Dear Alan,
As I'm waiting for more Logical Operators, I have implemented more helper
methods for schema merging. There is no spec for this so I'm not sure if
this is what you want.
In the attached patch:-
*Schema.merge(Schema other, boolean otherTakesAliasPrecedence) *
is used for recursively merging schemas.
*Schema.equals(Schema schema, Schema other, boolean relaxInner, boolean
relaxAlias)* is used for recursively comparing schemas.

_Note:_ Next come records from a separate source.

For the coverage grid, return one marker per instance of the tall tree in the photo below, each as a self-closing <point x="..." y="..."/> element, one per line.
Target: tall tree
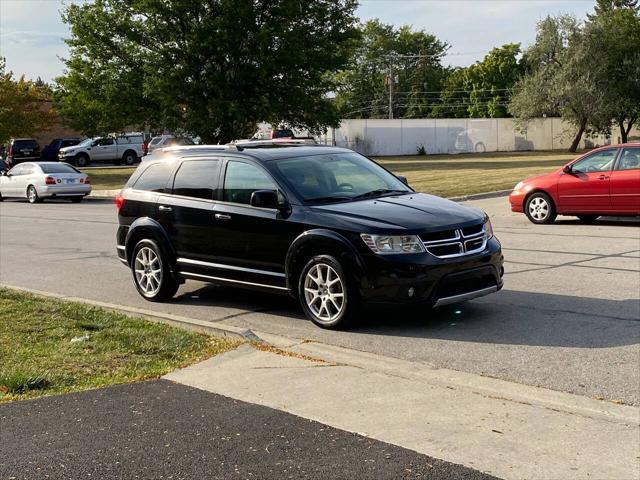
<point x="562" y="80"/>
<point x="25" y="108"/>
<point x="483" y="89"/>
<point x="413" y="58"/>
<point x="616" y="32"/>
<point x="213" y="68"/>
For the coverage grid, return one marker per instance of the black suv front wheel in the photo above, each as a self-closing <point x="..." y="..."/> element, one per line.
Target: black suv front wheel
<point x="151" y="273"/>
<point x="327" y="294"/>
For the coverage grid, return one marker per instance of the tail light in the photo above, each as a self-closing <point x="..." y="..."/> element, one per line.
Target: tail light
<point x="119" y="201"/>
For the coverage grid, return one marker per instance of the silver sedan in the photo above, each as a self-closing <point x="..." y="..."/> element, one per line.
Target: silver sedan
<point x="38" y="180"/>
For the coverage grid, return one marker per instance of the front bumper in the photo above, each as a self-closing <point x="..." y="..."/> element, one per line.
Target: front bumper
<point x="64" y="190"/>
<point x="516" y="199"/>
<point x="425" y="279"/>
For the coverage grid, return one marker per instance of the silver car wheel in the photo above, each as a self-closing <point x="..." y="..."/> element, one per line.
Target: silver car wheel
<point x="539" y="208"/>
<point x="148" y="271"/>
<point x="324" y="292"/>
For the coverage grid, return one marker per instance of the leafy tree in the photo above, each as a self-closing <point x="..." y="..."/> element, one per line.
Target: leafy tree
<point x="215" y="68"/>
<point x="603" y="6"/>
<point x="25" y="107"/>
<point x="613" y="37"/>
<point x="482" y="90"/>
<point x="414" y="57"/>
<point x="562" y="80"/>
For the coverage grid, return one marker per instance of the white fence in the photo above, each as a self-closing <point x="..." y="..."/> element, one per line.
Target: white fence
<point x="405" y="137"/>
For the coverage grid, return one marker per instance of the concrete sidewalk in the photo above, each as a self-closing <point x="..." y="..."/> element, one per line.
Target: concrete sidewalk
<point x="505" y="429"/>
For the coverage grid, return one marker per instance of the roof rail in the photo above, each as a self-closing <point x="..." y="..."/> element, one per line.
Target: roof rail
<point x="273" y="143"/>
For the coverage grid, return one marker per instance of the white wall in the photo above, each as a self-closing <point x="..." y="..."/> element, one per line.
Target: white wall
<point x="404" y="137"/>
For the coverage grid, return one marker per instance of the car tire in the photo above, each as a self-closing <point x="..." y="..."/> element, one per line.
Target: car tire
<point x="151" y="272"/>
<point x="32" y="195"/>
<point x="540" y="209"/>
<point x="327" y="294"/>
<point x="129" y="157"/>
<point x="588" y="219"/>
<point x="81" y="160"/>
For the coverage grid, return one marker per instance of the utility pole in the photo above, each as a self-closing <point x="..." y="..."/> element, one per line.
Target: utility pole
<point x="391" y="82"/>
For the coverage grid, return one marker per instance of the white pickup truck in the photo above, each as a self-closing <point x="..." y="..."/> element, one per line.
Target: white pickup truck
<point x="125" y="149"/>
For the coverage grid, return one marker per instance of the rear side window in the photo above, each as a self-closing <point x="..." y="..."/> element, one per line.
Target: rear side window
<point x="197" y="179"/>
<point x="242" y="179"/>
<point x="629" y="159"/>
<point x="58" y="168"/>
<point x="154" y="178"/>
<point x="25" y="144"/>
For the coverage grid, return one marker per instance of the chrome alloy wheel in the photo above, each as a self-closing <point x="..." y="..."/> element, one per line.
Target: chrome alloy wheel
<point x="539" y="209"/>
<point x="148" y="271"/>
<point x="324" y="292"/>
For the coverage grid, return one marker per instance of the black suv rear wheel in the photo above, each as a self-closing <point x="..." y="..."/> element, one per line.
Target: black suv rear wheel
<point x="327" y="294"/>
<point x="151" y="272"/>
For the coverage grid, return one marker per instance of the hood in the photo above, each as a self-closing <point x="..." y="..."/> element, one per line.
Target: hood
<point x="415" y="212"/>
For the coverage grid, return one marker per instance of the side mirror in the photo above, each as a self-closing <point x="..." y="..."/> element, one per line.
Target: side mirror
<point x="265" y="199"/>
<point x="403" y="179"/>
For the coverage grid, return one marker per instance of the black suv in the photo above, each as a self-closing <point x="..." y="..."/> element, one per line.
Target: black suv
<point x="324" y="224"/>
<point x="22" y="150"/>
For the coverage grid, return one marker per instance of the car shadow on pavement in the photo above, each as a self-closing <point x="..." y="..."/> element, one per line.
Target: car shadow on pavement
<point x="509" y="317"/>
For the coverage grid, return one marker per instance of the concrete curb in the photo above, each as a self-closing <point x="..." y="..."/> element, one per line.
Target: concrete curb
<point x="481" y="196"/>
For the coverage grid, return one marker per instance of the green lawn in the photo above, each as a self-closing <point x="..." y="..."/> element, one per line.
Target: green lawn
<point x="443" y="175"/>
<point x="456" y="175"/>
<point x="38" y="356"/>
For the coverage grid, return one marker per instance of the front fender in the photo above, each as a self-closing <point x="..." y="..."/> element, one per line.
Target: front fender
<point x="146" y="227"/>
<point x="317" y="242"/>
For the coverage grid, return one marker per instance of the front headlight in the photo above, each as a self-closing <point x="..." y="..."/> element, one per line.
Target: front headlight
<point x="385" y="244"/>
<point x="488" y="228"/>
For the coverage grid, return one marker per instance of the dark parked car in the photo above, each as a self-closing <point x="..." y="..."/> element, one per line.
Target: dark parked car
<point x="22" y="150"/>
<point x="50" y="152"/>
<point x="323" y="224"/>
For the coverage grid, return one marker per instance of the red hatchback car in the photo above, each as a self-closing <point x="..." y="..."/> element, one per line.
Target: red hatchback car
<point x="605" y="181"/>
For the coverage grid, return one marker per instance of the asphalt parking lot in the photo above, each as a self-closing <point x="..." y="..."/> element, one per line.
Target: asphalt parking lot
<point x="568" y="318"/>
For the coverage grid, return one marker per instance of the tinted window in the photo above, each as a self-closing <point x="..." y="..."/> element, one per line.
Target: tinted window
<point x="197" y="178"/>
<point x="25" y="144"/>
<point x="154" y="178"/>
<point x="629" y="159"/>
<point x="597" y="162"/>
<point x="58" y="168"/>
<point x="242" y="179"/>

*Schema.mergeType(byte type1, byte
type2)
*is where the type promotion logic lives in
I also added a new equal method for FieldSchema because I think this line in
the existing equal() "if (schema != fs.schema) return false;" looks wrong!!
I'm willing to add a lot more unit tests if this is what you want.
Pi
Index: test/org/apache/pig/test/TestSchema.java
===================================================================
--- test/org/apache/pig/test/TestSchema.java (revision 0)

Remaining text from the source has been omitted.